Surpreende o caminho pelas sombras, por parte de alguém que gostava tanto de aparecer
O senador Aécio Neves
anda sumido dos microfones, dos vídeos, das páginas impressas. Já foi
herói da propaganda midiática, sempre pronto a ganhar a ribalta. Desde a
votação do impeachment pela Câmara dos Deputados, prefere caminhar nas sombras.
Como explicar comportamento tão comedido?
Cálculo político, para preservar a possibilidade de sua candidatura em
2018? Ou “medo” das consequências de investigações a seu respeito, como suspeito de falcatruas pregressas?

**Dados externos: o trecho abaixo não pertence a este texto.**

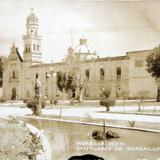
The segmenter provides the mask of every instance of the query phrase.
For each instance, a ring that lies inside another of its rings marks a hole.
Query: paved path
[[[120,109],[122,108],[119,108],[119,110]],[[104,107],[63,108],[62,116],[77,117],[77,118],[81,117],[81,118],[93,118],[93,119],[112,119],[112,120],[139,121],[139,122],[153,122],[153,123],[160,124],[160,116],[118,114],[118,113],[104,113],[104,112],[100,113],[100,111],[105,111],[105,108]],[[60,108],[43,109],[42,113],[45,115],[59,115]],[[26,114],[32,114],[31,110],[28,108],[18,108],[18,107],[6,107],[6,106],[0,107],[0,117],[9,116],[9,115],[26,115]]]

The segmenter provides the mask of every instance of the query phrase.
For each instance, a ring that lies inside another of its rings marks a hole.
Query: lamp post
[[[53,105],[53,99],[55,98],[55,94],[53,90],[56,90],[57,73],[53,70],[53,68],[50,68],[49,75],[51,76],[51,105]]]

Entre aspas a palavra medo, porque pronunciada por Renan Calheiros
em uma das conversas gravadas por Sérgio Machado, talvez sob orientação
do próprio procurador-geral da República, Rodrigo Janot.
Desde que assumiu a presidência do PSDB,
em maio de 2013, o senador Aécio Neves ganhou simpatia e espaço
permanente na imprensa. Foi nomeado a personalidade capaz de interromper
o ciclo petista no governo federal.
Agraciado como articulista do jornal Folha de S.Paulo,
espaço antigamente reservado a filósofos, escritores, economistas e
expoentes do pensamento nacional, passou a ser citado em reportagens
claramente editorializadas, pelo suposto sucesso do “choque de gestão”.

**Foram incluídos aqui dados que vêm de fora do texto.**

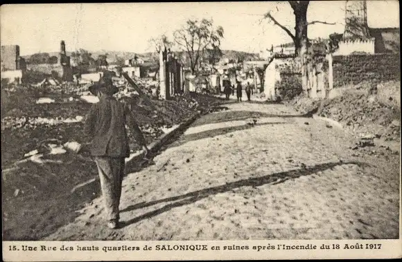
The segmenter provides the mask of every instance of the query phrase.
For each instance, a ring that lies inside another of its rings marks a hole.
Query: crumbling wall
[[[63,66],[58,64],[28,64],[26,65],[26,69],[49,75],[54,71],[58,73],[60,77],[63,75]]]
[[[34,72],[40,72],[48,75],[53,75],[64,80],[73,80],[73,71],[71,67],[60,64],[28,64],[26,69]]]
[[[282,100],[291,100],[303,91],[302,62],[299,57],[274,59],[280,77],[275,82],[275,93]],[[325,97],[329,88],[328,61],[324,56],[315,56],[308,66],[307,94],[311,97]]]
[[[275,93],[282,100],[292,99],[299,95],[302,87],[302,62],[295,57],[276,59],[279,79],[275,82]]]
[[[401,80],[399,54],[333,57],[333,87],[369,81],[374,84]]]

- A prisão do 'amigo fraterno' complica a vida dos ex-governadores (Foto: Alessandro Carvalho/PSDB/MG)
Alcunha ao plano de déficit público zero
nas administrações em Minas Gerais, quando foi governador, sucedido por
Antonio Anastasia.
Choque mesmo foi o de realidade para os
mineiros. De acordo com um balanço divulgado pela Controladoria-Geral do
Estado, no início de 2015, estimava-se um rombo de 7,2 bilhões de reais
naquele ano, caso não efetuados cortes drásticos no Orçamento.

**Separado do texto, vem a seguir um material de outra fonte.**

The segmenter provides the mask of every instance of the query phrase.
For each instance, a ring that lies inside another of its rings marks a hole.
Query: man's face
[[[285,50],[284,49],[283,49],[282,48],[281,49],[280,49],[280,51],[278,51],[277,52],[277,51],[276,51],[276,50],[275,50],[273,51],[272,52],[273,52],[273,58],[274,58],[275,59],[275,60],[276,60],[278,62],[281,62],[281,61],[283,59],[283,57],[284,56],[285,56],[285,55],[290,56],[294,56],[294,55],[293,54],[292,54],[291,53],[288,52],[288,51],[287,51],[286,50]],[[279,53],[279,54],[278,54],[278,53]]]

Ao que parece, as contas do senador não
batiam com o vivenciado pela população de seu estado. Na eleição de
2014, ao enfrentar a presidenta afastada, Dilma Rousseff, Aécio foi
rechaçado nas urnas pelo eleitorado local ao obter 47,6% dos votos
válidos contra 52,4% de sua adversária.
Tornou-se o Torquemada do governo.
Crítico ferrenho da corrupção, fortalecido pela mídia, navegou feliz por
longo tempo. No momento em que as acusações ressurgiram, saiu de dedo
em riste. Ele se disse alvo de perseguição e de conspiração.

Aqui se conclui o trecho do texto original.